Marc est sorti de la voiture, le visage livide, mais pas de la peur que j'attendais. C'était de la rage. Il a marché vers moi d'un pas rapide, son regard noir fixé sur le mien.
"Claire ! Qu'est-ce que tu as fait ?" a-t-il crié, sa voix tremblante de colère.
"Ce que j'ai fait ? Je me suis mise en sécurité", ai-je répondu froidement.
"Tu m'as laissé là ! Tu aurais dû me pousser, comme la dernière fois !"
La dernière fois.
Ces mots ont résonné dans ma tête. Alors, ce n'était pas seulement moi. Lui aussi. Il se souvenait. Mon sang s'est glacé. L'univers ne m'avait pas seulement donné une seconde chance, il avait aussi ramené mon bourreau avec moi.
Le conducteur de l'autre voiture est sorti, paniqué.
"Oh mon Dieu, je suis tellement désolé ! Mes freins... ils ont lâché d'un coup ! Je ne sais pas ce qui s'est passé !"
Marc ne lui a même pas jeté un regard. Il a continué à me fixer.
"Tu vois ? Un problème technique. C'était censé arriver", m'a-t-il dit à voix basse, un sarcasme cruel dans la voix. "Et tu étais censée jouer ton rôle."
Je n'en croyais pas mes oreilles. La réalité de la situation m'a frappée. Il n'était pas seulement conscient de notre vie passée, il s'attendait à ce que je la répète. À ce que je me sacrifie à nouveau pour lui. La nausée m'est montée à la gorge.
"Mon rôle ?" ai-je répété, un rire sans joie s'échappant de mes lèvres. "Mon rôle est terminé, Marc."
"De quoi tu parles ?" a-t-il sifflé, s'approchant encore plus. "Tu sais très bien de quoi je parle. C'est grâce à ton sacrifice que ma carrière a décollé. C'est grâce à ça que j'ai obtenu tout ce que je voulais."
"Et moi ? Qu'est-ce que j'ai obtenu, Marc ? Une main paralysée, un mari qui me méprisait et une mort solitaire ?"
Son visage s'est crispé. Il a regardé autour de lui, voyant que les gens commençaient à nous observer, attirés par notre dispute.

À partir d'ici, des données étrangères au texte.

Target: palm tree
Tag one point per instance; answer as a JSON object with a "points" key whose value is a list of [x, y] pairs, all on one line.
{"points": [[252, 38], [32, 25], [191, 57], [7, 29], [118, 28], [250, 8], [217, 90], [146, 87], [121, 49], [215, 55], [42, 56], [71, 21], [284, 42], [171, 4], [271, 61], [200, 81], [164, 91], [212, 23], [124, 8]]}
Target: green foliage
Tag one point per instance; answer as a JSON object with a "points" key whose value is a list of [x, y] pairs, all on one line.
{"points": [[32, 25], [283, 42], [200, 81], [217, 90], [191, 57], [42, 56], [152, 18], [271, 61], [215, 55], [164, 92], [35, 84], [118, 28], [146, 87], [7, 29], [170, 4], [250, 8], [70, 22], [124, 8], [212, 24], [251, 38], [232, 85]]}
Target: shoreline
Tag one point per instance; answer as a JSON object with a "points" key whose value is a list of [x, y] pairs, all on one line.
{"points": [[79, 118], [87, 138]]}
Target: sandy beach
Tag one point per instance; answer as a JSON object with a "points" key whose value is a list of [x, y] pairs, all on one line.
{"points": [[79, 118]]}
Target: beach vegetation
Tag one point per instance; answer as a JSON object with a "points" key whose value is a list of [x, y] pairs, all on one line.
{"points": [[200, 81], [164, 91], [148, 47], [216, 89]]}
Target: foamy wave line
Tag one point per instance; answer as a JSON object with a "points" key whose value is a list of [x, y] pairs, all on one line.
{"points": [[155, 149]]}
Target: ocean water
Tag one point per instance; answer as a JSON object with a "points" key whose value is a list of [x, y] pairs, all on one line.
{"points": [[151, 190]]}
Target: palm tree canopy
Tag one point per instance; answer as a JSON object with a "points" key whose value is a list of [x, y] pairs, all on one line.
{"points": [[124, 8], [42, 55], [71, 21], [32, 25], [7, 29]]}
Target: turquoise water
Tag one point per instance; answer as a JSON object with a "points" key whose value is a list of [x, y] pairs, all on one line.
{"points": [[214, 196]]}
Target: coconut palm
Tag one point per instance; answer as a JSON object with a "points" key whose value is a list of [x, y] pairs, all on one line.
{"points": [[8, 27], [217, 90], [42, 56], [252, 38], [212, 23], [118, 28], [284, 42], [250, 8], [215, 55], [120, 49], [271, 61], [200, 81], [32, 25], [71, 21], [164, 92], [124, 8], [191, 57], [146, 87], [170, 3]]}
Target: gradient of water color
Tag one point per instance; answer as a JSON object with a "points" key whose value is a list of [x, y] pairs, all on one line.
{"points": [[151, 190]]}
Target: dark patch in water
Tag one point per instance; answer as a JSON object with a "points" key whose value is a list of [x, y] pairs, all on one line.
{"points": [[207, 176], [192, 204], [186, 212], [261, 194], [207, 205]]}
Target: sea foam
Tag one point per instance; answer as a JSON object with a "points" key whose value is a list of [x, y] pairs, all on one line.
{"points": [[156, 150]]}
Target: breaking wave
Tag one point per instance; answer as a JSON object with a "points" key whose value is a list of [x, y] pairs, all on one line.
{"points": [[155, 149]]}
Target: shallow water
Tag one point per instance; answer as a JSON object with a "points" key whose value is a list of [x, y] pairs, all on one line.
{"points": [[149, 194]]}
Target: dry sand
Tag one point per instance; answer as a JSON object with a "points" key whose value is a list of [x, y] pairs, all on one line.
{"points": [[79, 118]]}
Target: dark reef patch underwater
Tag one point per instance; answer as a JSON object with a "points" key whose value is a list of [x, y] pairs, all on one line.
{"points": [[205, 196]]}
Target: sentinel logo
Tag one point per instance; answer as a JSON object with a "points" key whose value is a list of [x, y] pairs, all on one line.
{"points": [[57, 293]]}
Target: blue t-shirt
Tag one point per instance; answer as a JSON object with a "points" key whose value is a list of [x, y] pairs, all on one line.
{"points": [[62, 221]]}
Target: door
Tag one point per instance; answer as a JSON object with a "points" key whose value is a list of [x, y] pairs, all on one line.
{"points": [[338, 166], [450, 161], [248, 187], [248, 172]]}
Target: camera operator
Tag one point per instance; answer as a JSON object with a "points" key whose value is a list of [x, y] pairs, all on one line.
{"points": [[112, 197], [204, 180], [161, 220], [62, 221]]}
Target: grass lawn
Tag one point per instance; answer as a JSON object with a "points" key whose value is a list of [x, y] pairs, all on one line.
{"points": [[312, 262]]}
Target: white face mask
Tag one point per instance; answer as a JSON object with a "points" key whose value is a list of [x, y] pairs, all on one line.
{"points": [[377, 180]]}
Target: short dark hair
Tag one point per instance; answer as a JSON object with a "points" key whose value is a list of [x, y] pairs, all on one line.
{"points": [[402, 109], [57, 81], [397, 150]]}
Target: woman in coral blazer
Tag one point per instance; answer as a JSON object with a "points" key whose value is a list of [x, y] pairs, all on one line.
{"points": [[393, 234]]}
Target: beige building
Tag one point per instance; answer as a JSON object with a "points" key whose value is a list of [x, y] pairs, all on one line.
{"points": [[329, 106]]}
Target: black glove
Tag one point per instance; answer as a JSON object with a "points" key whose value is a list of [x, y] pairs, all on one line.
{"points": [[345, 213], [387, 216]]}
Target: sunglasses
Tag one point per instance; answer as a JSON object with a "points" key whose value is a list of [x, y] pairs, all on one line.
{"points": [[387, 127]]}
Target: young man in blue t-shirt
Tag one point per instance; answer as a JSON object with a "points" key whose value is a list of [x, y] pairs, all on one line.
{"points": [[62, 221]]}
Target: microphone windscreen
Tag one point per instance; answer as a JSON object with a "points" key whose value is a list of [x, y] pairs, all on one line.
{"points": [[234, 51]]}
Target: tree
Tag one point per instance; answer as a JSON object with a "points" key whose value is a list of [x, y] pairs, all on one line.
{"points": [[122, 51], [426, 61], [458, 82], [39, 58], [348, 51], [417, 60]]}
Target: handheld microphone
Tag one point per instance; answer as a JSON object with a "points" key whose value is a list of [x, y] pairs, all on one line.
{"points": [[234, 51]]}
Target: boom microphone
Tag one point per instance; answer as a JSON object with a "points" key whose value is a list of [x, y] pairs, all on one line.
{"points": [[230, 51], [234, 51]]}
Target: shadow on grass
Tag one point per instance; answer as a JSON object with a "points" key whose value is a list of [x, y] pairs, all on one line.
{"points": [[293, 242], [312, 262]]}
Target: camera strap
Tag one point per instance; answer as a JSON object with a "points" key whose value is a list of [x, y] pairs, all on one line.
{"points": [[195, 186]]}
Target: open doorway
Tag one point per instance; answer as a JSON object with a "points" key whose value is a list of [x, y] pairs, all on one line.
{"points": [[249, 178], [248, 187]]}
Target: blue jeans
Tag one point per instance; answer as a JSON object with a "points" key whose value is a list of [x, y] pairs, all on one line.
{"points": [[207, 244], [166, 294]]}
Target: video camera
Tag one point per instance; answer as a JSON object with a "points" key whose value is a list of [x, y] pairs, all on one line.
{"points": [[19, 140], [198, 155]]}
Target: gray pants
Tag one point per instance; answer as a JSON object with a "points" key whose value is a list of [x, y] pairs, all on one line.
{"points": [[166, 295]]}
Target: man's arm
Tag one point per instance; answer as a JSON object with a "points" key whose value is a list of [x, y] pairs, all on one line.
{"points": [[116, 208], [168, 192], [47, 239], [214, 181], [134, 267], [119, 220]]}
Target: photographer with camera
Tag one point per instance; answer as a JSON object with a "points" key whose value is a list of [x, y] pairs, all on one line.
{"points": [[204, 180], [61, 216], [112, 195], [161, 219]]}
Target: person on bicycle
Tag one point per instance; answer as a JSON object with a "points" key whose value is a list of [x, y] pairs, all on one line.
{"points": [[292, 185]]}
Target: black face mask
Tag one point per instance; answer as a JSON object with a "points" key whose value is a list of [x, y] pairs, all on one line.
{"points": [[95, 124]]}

"Baisse la voix", a-t-il ordonné. "On ne peut pas parler de ça ici. Remonte dans la voiture. On va faire comme si de rien n'était. On va dire que tu as eu un choc."
"Non."
Ma voix était ferme, sans appel.
"Je ne remonterai plus jamais dans une voiture avec toi. Je ne serai plus jamais ton bouclier, ton excuse, ton sacrifice."
Je l'ai regardé, lui, l'homme que j'avais aimé au point de mourir pour lui, et je n'ai ressenti que du dégoût. Son arrogance était sans limites. Il pensait sincèrement que je lui devais une autre vie de misère pour son propre bénéfice.
"Tu es folle", a-t-il lâché, abasourdi par ma résistance. "Tu es en train de tout gâcher."
"Non, Marc. C'est toi qui as tout gâché. Dans notre autre vie, et tu n'auras pas l'occasion de recommencer dans celle-ci."
Des passants s'étaient rassemblés. Ils nous regardaient, curieux. J'ai vu la panique dans les yeux de Marc. Il détestait perdre le contrôle de son image publique.
"Écoute, on en reparlera plus tard", a-t-il dit en essayant de me prendre le bras.
J'ai reculé d'un pas sec.
"N'essaie même pas de me toucher."
Je me suis retournée et j'ai commencé à marcher, le laissant planté au milieu de la route, au centre de l'attention qu'il chérissait tant, mais pour les mauvaises raisons cette fois. Je ne me suis pas retournée.
Je marchais vers ma nouvelle vie. Mon premier objectif : m'assurer que mes projets pour le concours d'architecture de Paris soient déposés à temps. Dans ma vie précédente, l'accident m'avait fait manquer la date limite. Cette fois, rien ne m'arrêterait.